3 kasım 1996’da yaşanan
Susurluk kazasından yaklaşık iki ay önce cinayet sanığı olarak aranan Abdullah
Çatlı’nın imam nikahlı eşi Gonca Uz
ile,’kumarhaneler kralı’ Ömer Lütfü Topal’ın Luc Can Dauklas isimli yatı ile Erdek’te
gözaltına alındığı biliniyor.
Mehmet Özbay sahte kimliğiyle
Çatlı,gözaltı olayı sonrası gerçekleşen telefon trafiği sonucunda telaş içinde
serbest bırakılıyor.
Sonrası,bugüne kadar
bilinmiyordu.. ANALİZ, sonrası ile ilgili sürecinde aydınlanması yönünde ilk
adımı atıyor..
Mehmet Özbay sahte kimlikli
Çatlı ve Uz’un,Erdek Emniyet Müdürlüğü’nden Etibank eski Müessese Müdürü Şükrü
Teneş tarafından alındığı ve ‘konuk
‘edildiği belirtiliyor..Halen,TÜGSAŞ A.Ş.’nin Genel Müdürlüğünü yapan
Teneş’in Çatlı ve Uz’u,Edincik
altındaki Petrol Ofisi Tesislerinin bulunduğu alandaki ETİBANK misafirhanesinde konuk etmesi ile ilgili
iddialara yanıt vermesi bekleniyor.
Teneş ve Çatlı’nın ya da bir diğer ifade ile
Susurlukçular ile Etibankçılar’ın ilişki örgüsü üzerine ise gündeme getirilen
iddialar çarpıcı olmanın ötesinde yönler taşıyor..
Erdek,sakin bir sahil ve tatil
kasabası kimliğinden bir anda sıyrılırken,iddialar ve yanıtsız sorular ortada
kalıyor..
Öyle ki,’kumarhaneler kralı’
Ömer Lütfü Topal’ın öldürülmesinde rol oynadığı iddia edilen ve yargılanan bir
özel timci,Topal’ın öldürüldüğü tarihlerde Erdek’te bir pansiyonda
kalarak,Erdek’te tatilini geçirdiğini ifade olarak veriyor..
Bitmiyor !..
Susurluk kazasından yaklaşık üç yıl sonra,Susurluk davası
sanıklarından özel timci Ayhan Çarkın, Erdek’ te ilçe emniyet müdürlüğü
ekiplerince gözaltına alınıyor..
Çarkın ve yanındakilerin,
Erdek’te bir ‘ihale’ fırsat bilinerek, Emniyek eski Genel Müdürü ve Balıkesir
Valisi Alaaddin Yüksel’in emri ile gözaltına alındıkları ve gerçek amacın,
Susurluk-çuların Kapıdağ trafiğini kesmek olduğu iddia ediliyor..

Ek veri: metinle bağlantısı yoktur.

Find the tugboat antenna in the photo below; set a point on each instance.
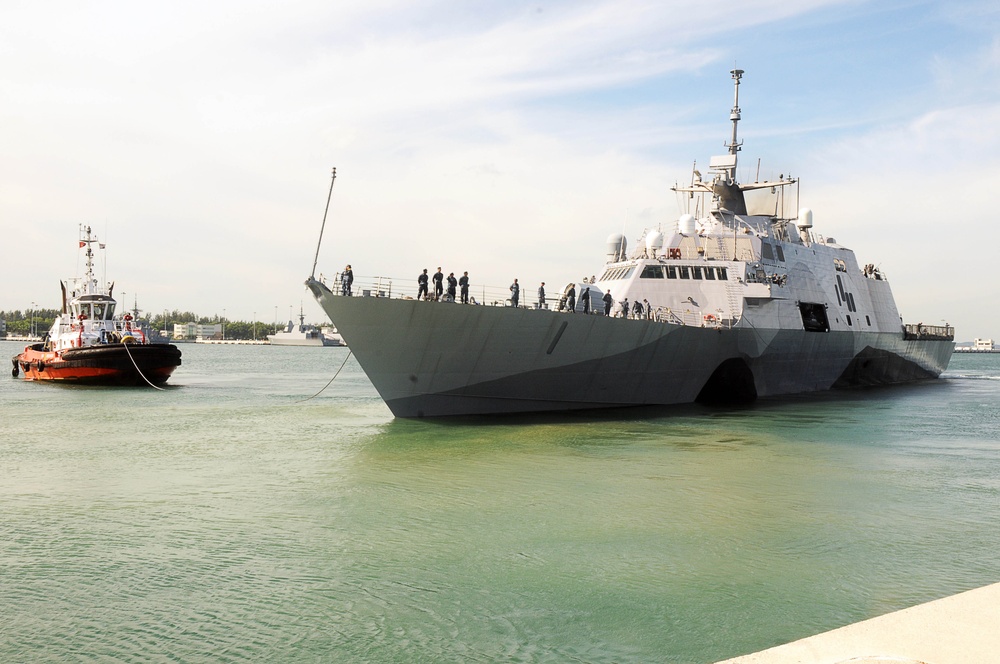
(323, 227)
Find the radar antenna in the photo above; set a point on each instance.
(734, 115)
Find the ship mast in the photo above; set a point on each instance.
(91, 281)
(734, 145)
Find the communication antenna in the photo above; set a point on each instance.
(734, 115)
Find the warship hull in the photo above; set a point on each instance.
(432, 359)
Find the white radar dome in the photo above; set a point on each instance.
(654, 242)
(616, 247)
(686, 224)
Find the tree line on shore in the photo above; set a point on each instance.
(38, 321)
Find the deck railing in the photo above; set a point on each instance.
(495, 296)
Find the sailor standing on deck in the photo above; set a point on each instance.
(438, 286)
(463, 284)
(422, 283)
(346, 279)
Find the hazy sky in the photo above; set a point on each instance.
(506, 138)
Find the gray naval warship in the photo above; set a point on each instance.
(739, 300)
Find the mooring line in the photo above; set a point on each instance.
(342, 364)
(129, 353)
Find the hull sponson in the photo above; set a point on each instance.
(438, 359)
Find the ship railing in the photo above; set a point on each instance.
(928, 332)
(376, 286)
(495, 296)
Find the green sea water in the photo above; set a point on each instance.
(227, 520)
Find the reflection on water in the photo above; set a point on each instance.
(228, 520)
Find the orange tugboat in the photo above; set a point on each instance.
(88, 344)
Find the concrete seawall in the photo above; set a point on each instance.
(961, 629)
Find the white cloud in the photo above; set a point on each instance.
(201, 136)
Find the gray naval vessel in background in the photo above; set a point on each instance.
(741, 300)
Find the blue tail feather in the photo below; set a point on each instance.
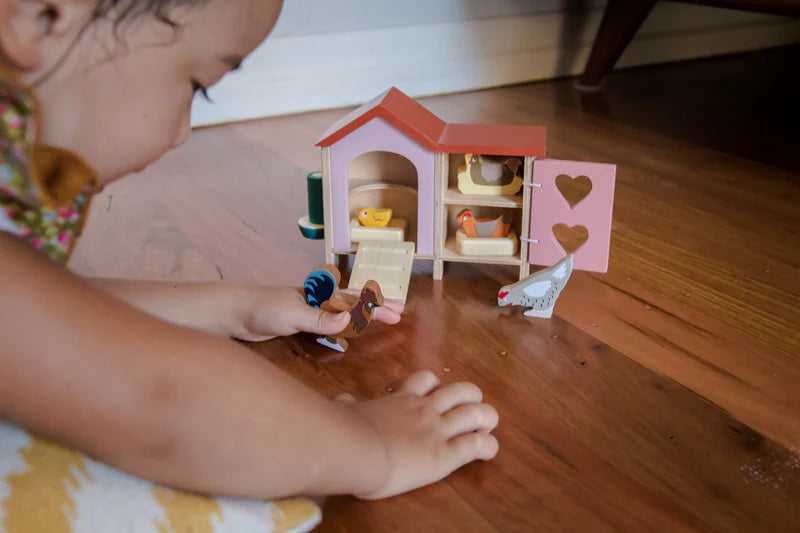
(319, 287)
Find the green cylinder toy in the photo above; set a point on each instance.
(315, 214)
(312, 225)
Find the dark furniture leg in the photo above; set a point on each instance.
(621, 20)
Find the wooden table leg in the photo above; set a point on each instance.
(621, 20)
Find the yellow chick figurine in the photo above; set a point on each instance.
(374, 217)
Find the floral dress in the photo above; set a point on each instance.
(44, 191)
(44, 198)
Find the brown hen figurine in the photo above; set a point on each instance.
(484, 227)
(361, 312)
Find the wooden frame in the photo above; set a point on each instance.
(394, 123)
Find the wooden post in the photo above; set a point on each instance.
(440, 178)
(327, 203)
(525, 230)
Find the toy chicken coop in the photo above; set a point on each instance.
(393, 172)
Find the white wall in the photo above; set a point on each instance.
(327, 53)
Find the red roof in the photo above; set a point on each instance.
(407, 115)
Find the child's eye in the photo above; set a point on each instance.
(197, 88)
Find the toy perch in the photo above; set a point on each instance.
(539, 291)
(320, 288)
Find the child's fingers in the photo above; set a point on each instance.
(420, 383)
(324, 322)
(468, 418)
(386, 315)
(470, 446)
(456, 394)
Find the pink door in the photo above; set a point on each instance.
(571, 205)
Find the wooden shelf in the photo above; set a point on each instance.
(450, 254)
(453, 196)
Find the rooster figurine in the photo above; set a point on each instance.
(538, 291)
(484, 227)
(320, 289)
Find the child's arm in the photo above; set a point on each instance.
(249, 313)
(196, 411)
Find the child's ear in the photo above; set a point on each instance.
(25, 24)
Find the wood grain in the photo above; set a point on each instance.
(662, 396)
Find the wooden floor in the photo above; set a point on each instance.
(663, 395)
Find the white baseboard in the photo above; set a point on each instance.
(304, 73)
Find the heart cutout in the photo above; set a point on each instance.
(570, 237)
(574, 190)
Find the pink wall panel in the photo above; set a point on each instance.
(379, 135)
(549, 207)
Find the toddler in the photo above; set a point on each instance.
(144, 376)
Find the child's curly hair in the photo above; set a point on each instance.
(125, 10)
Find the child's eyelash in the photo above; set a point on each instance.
(203, 91)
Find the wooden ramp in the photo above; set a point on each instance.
(388, 263)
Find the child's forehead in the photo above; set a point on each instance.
(232, 28)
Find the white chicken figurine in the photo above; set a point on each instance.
(538, 291)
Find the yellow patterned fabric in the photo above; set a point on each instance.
(45, 487)
(44, 191)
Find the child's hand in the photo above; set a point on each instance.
(428, 432)
(278, 311)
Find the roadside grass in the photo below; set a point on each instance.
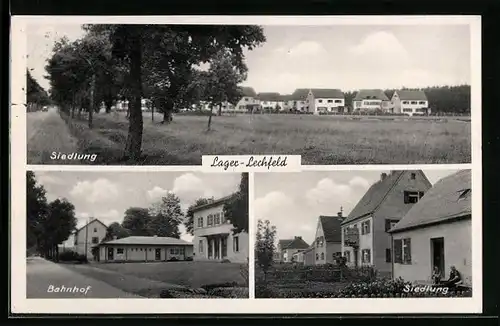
(319, 139)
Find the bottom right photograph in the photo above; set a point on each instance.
(361, 234)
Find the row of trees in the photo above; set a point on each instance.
(36, 96)
(163, 218)
(159, 62)
(47, 223)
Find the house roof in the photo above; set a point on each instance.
(327, 93)
(213, 203)
(450, 198)
(364, 94)
(412, 95)
(331, 228)
(296, 243)
(269, 96)
(155, 241)
(300, 94)
(376, 194)
(92, 221)
(248, 91)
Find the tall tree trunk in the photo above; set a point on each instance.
(134, 138)
(92, 104)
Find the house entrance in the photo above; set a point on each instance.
(157, 254)
(111, 253)
(437, 254)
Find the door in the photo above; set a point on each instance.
(157, 254)
(437, 255)
(111, 252)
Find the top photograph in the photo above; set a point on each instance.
(167, 94)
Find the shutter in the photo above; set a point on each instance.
(398, 248)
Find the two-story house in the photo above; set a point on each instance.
(249, 101)
(288, 247)
(328, 244)
(85, 238)
(365, 237)
(270, 101)
(410, 102)
(367, 100)
(213, 234)
(436, 232)
(326, 100)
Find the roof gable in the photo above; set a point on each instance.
(331, 226)
(449, 198)
(365, 94)
(327, 93)
(411, 95)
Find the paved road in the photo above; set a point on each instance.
(47, 133)
(45, 278)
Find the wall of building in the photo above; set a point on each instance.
(457, 251)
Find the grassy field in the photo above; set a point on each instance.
(319, 139)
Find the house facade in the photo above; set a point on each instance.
(85, 238)
(367, 100)
(410, 102)
(365, 237)
(137, 248)
(213, 235)
(326, 100)
(290, 247)
(249, 101)
(436, 232)
(328, 244)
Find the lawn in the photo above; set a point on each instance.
(319, 139)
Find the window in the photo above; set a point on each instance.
(412, 197)
(236, 244)
(402, 251)
(365, 227)
(388, 257)
(365, 256)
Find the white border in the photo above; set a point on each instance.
(19, 303)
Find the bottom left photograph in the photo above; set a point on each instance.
(136, 235)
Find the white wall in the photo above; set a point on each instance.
(457, 251)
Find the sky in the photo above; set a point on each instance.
(347, 57)
(293, 201)
(107, 195)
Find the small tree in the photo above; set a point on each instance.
(264, 245)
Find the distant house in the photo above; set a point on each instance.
(371, 100)
(145, 249)
(300, 100)
(85, 238)
(365, 237)
(249, 101)
(270, 101)
(288, 247)
(326, 100)
(410, 102)
(436, 232)
(213, 234)
(328, 239)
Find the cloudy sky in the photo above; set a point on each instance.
(293, 201)
(106, 195)
(341, 56)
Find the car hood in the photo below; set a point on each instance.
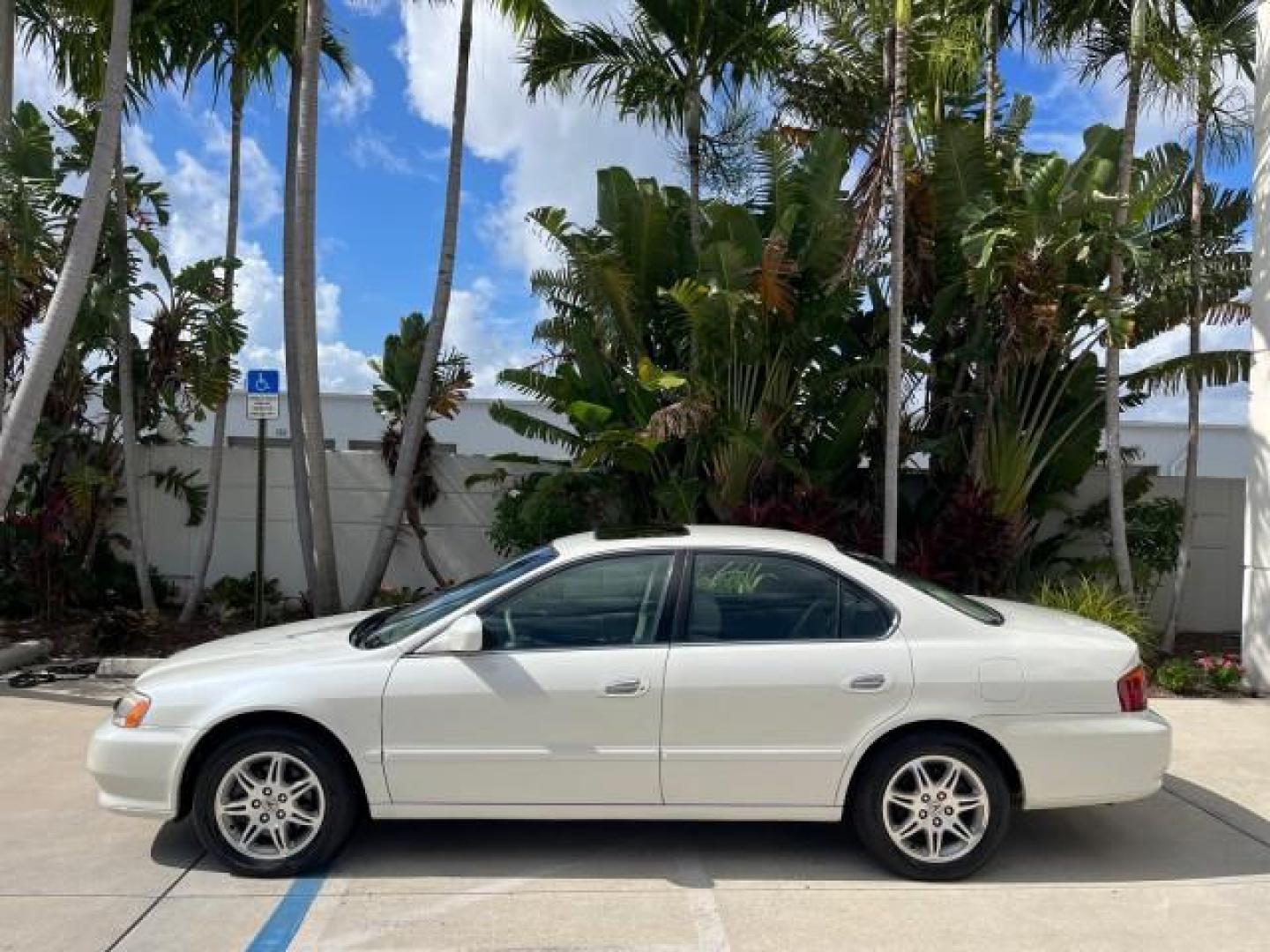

Bir diğer iddia ise,iki emniyet
eski genel müdürü Mehmet Ağar ile Alaaddin Yüksel’in ‘hesaplaşmaları’olarak kayda
düşüyor.
Çarkın’ın gözaltına
alınmasından bir kaç gün sonra yine bir özel timci İbrahim Şahin, Bursa
çevresinde trafik kazası geçiriyor..
İddiaları iddialar takip ediyor..
l Tercüman ‘Nataşalar’..
Kapıdağ ‘da yaşanan trafiğin ‘Susurlukçular’la
sınırlı kaldığını sanmak büyük yanılgı olur..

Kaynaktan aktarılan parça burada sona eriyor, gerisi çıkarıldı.